The main block of the factory is three stories tall with a footprint 272 by 52 feet - the full length of the city block. It is typical of factory buildings of that day, classed as an "industrial loft" type of building, characterized as: A multistory building with relatively large, open floor areas - lofts - in which various types of light manufacturing operations are housed. The program of an industrial loft is to provide adequate light, ventilation, and materials handling devices for production areas as unobstructed as possible by columns and auxiliary functions, such as elevators.
The main block has large windows to admit light, separated by pilaster strips of darker brick, capped with Art Deco-style ornaments. Across the northeast side is painted in large letters "Thorogood SHOES, ALBERT H. WEINBRENNER CO. Thorogood SHOES". The original 1935 plant included a one-story office block on the southwest and another one-story block in the middle of the southwest side.

In less than four months, in mid-September, the new factory was ready to open. Tim Heggland observes in the NRHP nomination, "That so much was accomplished in so short a time was a tribute to everyone involved and shows what could be done when all the resources of a city were marshaled to achieve a common goal." The city celebrated by crowning a Queen of Industry in the factory to the music of choirs and the 135th Regiment Band.

Shoe production began in November 1935 with almost 200 employees. The city retained ownership of the building, leasing it to Weinbrenner for ten years, with Weinbrenner holding the option to renew for two more decades. The move was a success, and Weinbrenner continued decentralizing, opening new plants in Merrill and Antigo in 1936. Surviving the lean years of the Depression and the boom of World War II, the Marshfield factory had produced over 9 million pairs of shoes and boots by 1945.

One-story additions were made to the factory in 1937-1941 and 1945-1948, both designed by Gus Krasin and with the exterior styled to match his original 1935 design. More workspace was created in 1956 when an interior courtyard was filled.

Gus A. Krasin, the architect, was born in Volynia, Russia in 1885, and at age seven immigrated with his family to the U.S. After some moves, his family farmed near Tigerton. In 1903 he left the farm to become a carpenter. In 1907 he had his brother started a contracting firm in Tigerton, while Gus took correspondence courses on architecture. In 1909 he and his brother moved their firm to Marshfield, where he ran an architecture practice from 1910 on. He was the only professional architect in Marshfield until around 1950, designing his own 1936 house at 808 S. Oak Avenue, the 1942 armory at 201 S. Oak Avenue, and the 1947 Dairyland Broadcasting building at 1710 N. Central Ave.

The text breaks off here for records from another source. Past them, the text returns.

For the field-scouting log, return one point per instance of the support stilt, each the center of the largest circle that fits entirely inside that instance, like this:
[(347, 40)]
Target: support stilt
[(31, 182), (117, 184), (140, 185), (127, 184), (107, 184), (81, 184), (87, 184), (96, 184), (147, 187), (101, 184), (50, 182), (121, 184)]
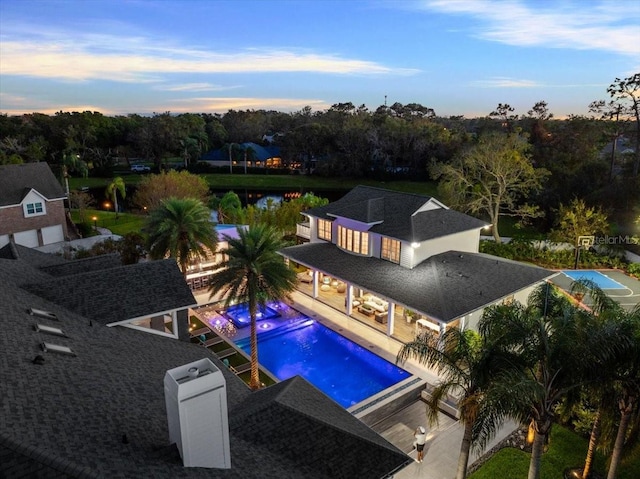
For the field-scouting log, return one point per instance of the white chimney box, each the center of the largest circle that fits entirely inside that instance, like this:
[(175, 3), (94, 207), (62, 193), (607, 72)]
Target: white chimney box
[(196, 399)]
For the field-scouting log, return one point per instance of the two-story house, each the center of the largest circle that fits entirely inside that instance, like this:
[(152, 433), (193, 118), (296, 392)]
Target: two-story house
[(400, 262), (31, 205)]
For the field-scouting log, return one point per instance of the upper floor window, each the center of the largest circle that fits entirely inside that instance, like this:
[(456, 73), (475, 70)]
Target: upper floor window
[(390, 250), (33, 209), (324, 229), (353, 240)]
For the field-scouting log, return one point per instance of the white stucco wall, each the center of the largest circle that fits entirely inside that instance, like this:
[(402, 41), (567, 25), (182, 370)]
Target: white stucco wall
[(465, 241)]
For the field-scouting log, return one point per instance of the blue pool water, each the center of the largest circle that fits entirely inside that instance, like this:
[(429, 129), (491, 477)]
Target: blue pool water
[(343, 370), (239, 314), (597, 277)]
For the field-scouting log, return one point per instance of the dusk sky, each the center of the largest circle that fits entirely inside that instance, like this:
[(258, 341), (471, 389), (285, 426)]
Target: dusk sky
[(459, 57)]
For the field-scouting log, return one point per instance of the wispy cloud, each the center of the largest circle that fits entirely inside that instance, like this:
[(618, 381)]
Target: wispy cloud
[(53, 54), (194, 87), (221, 105), (504, 82), (605, 25)]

In 2008 the factory in Marshfield was still making boots, still employing about 200 people. In that year the factory, little changed other than the additions, was placed on the National Register of Historic Places, considered significant for its historic association with Weinbrenner Shoe Company, "one of Marshfield's largest and oldest industrial enterprises and one whose arrival in Marshfield in 1935 was of considerable historic importance to the city during the difficult times of the Depression." The factory is still used for its original purpose, and is the most intact old manufacturing building left in Marshfield. It is also "an excellent example of the kind of creative, self-funded relief projects that cities like Marshfield sponsored in the early years of the Great Depression to help their own citizens."

As of 2025, Weinbrenner is still making shoes in the 90-year-old factory, but plans to move to a new building in 2026. After that, the city plans to have a developer adapt the building into eighty units of apartments, within easy walking distance of the downtown.